- Butlertown Butlertown
- Coordinates: 39°16′57″N 76°06′16″W﻿ / ﻿39.28250°N 76.10444°W
- Country: United States
- State: Maryland
- County: Kent

Area
- • Total: 0.83 sq mi (2.14 km^{2})
- • Land: 0.82 sq mi (2.12 km^{2})
- • Water: 0.0077 sq mi (0.02 km^{2})
- Elevation: 82 ft (25 m)

Population (2020)
- • Total: 520
- • Density: 635.4/sq mi (245.33/km^{2})
- Time zone: UTC−5 (Eastern (EST))
- • Summer (DST): UTC−4 (EDT)
- ZIP code: 21678
- Area codes: 410 & 443
- FIPS code: 24-11900
- GNIS feature ID: 589868

= Butlertown, Maryland =

Butlertown is an unincorporated community and census-designated place in Kent County, Maryland, United States. Per the 2020 census, the population was 520.

==Demographics==

Historical population
| Census | Pop. | Note | %± |
| 2010 | 505 |  | — |
| 2020 | 520 |  | 3.0% |
U.S. Decennial Census 2010 2020

===2020 census===

Butlertown CDP, Maryland – Racial and ethnic composition Note: the US Census treats Hispanic/Latino as an ethnic category. This table excludes Latinos from the racial categories and assigns them to a separate category. Hispanics/Latinos may be of any race.
| Race / Ethnicity (NH = Non-Hispanic) | Pop 2010 | Pop 2020 | % 2010 | % 2020 |
|---|---|---|---|---|
| White alone (NH) | 188 | 182 | 37.23% | 35.00% |
| Black or African American alone (NH) | 292 | 279 | 57.82% | 53.65% |
| Native American or Alaska Native alone (NH) | 0 | 2 | 0.00% | 0.38% |
| Asian alone (NH) | 2 | 1 | 0.40% | 0.19% |
| Pacific Islander alone (NH) | 0 | 0 | 0.00% | 0.00% |
| Some Other Race alone (NH) | 3 | 4 | 0.59% | 0.77% |
| Mixed Race/Multi-Racial (NH) | 15 | 28 | 2.97% | 5.38% |
| Hispanic or Latino (any race) | 5 | 24 | 0.99% | 4.62% |
| Total | 505 | 520 | 100.00% | 100.00% |

==History==
Formed sometime after 1877

==Education==
Butlertown is in the Kent County Public Schools district.

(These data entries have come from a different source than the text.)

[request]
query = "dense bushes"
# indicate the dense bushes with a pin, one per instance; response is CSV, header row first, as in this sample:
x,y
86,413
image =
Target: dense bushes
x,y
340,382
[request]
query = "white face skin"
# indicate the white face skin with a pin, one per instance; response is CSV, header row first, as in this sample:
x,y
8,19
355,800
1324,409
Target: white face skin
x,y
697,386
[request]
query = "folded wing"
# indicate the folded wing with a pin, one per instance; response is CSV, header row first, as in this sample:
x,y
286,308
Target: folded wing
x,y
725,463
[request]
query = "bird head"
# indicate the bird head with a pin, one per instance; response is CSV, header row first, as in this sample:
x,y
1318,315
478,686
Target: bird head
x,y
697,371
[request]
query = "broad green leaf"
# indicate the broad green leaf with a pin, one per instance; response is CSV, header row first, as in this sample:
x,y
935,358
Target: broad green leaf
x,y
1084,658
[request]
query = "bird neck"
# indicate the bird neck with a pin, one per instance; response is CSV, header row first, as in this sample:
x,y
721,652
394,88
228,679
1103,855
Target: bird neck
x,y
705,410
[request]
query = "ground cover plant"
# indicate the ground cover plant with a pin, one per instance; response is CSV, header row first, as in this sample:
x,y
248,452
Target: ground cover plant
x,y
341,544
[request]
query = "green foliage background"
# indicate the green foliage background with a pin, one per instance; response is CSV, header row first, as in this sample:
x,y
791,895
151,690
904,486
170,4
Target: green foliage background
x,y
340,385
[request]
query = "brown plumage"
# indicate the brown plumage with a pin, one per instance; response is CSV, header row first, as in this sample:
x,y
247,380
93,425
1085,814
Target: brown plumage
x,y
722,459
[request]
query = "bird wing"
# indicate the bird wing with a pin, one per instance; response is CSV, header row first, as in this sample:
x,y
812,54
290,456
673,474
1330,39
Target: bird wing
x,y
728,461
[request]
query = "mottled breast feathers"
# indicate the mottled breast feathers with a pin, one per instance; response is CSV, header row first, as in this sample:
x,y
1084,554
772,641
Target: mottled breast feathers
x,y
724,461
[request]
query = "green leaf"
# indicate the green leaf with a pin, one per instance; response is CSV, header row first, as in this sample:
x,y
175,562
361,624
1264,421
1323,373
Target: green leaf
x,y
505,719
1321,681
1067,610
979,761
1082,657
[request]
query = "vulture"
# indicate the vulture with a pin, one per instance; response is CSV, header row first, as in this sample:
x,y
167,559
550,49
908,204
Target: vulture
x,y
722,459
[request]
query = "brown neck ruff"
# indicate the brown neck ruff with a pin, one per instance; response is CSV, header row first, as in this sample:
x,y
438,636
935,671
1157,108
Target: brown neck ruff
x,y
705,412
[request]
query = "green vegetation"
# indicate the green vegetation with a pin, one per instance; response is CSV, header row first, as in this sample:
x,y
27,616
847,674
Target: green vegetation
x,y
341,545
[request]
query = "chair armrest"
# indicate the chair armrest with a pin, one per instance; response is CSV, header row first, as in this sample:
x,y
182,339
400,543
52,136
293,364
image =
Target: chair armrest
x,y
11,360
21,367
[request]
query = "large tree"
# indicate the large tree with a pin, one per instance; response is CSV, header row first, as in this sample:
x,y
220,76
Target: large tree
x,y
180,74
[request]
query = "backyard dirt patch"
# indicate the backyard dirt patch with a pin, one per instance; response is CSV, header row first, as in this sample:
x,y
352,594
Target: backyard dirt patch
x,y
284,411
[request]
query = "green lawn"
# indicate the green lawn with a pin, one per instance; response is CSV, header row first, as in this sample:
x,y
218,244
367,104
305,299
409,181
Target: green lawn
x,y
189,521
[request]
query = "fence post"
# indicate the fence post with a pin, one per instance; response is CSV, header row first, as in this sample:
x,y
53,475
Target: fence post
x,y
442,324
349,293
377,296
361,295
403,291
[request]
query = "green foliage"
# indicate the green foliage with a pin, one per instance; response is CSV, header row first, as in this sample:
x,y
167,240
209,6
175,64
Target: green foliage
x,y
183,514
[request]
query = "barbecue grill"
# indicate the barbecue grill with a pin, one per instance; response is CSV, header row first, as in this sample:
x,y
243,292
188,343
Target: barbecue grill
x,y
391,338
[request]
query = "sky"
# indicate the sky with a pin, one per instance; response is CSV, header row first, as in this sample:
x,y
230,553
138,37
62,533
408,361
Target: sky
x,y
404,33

Kent County High School is in the CDP although it has a Worton postal address. Kent County Middle School is in Chestertown.

Worton Elementary School was formerly in the CDP, with a Worton postal address. In 2017 the school board voted to close Worton Elementary School, with four members favoring and one against.